The ruling by Judge Brad Seligman came in a lawsuit by Save Berkeley’s Neighborhoods, which has filed numerous legal challenges to campus growth plans since 2018, including the latest project to add academic space and about 30 additional beds for graduate students. The group asserted that UC Berkeley failed to consider reducing enrollment to avoid adverse environmental impacts and, since 2005, has added 11,000 students beyond the 2020 target laid out in the campus long-range development plan.

The group said most of Berkeley’s excess enrollment has consisted of nonresident students, who pay higher tuition, and that the burgeoning numbers are taxing the city’s resources, including housing, police and fire services, water and park space, and contributing to noise and trash.

Berkeley, in its environmental impact study, argued there was no need to consider reductions because enrollment growth in previous years had had “no significant environmental impacts.”

Seligman disagreed.
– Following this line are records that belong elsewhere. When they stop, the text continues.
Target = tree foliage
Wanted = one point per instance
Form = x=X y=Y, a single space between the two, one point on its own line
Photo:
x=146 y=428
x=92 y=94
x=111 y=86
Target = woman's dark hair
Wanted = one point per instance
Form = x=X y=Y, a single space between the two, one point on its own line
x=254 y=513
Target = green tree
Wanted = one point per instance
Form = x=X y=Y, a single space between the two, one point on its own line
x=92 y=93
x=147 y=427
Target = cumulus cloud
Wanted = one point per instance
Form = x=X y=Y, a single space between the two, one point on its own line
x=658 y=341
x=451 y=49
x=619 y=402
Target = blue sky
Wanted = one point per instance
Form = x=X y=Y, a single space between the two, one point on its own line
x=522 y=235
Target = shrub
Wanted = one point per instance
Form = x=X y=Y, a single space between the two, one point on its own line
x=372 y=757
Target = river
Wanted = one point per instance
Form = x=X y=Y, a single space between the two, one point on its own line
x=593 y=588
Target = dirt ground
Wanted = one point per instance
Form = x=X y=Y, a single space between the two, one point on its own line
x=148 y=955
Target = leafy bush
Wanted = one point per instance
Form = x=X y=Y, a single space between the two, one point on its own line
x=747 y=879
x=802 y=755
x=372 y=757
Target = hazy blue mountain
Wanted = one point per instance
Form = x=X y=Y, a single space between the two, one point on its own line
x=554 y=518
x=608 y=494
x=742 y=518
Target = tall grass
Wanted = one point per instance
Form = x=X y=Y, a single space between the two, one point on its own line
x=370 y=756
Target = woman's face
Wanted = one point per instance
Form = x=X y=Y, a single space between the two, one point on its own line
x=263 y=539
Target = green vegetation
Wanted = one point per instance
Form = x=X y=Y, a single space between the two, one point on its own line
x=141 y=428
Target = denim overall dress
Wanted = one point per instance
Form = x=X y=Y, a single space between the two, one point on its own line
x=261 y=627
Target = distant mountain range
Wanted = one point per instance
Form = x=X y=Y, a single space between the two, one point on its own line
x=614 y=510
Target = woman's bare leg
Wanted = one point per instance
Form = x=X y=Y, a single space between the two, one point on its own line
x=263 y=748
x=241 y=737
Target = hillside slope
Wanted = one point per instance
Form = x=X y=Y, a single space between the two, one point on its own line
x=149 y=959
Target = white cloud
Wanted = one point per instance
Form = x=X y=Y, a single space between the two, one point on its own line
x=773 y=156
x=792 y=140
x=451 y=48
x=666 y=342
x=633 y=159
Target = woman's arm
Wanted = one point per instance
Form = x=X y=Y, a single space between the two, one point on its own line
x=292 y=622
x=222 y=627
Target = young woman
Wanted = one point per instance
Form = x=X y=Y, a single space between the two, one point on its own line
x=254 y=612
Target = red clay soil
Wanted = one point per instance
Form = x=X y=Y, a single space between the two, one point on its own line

He also ordered UC regents to void for now their approval of the campus project to create more academic space and housing for faculty, postdoctoral researchers and graduate students.

In its appeal, UC asked the state high court to stay the order to freeze enrollment by 5 p.m. Friday because the campus is now assessing 150,000 first-year applicants and is scheduled to release most admission offers March 24. The enrollment cap will impose “immediate, significant, and burdensome changes to the UC Berkeley admissions process that could only be achieved at this point by delaying sending acceptance letters,” UC said.

The university added that low-income, under-represented students would be disproportionately affected by a delay because they would have less time to obtain adequate financial assistance counseling in time for the May 1 commitment deadline.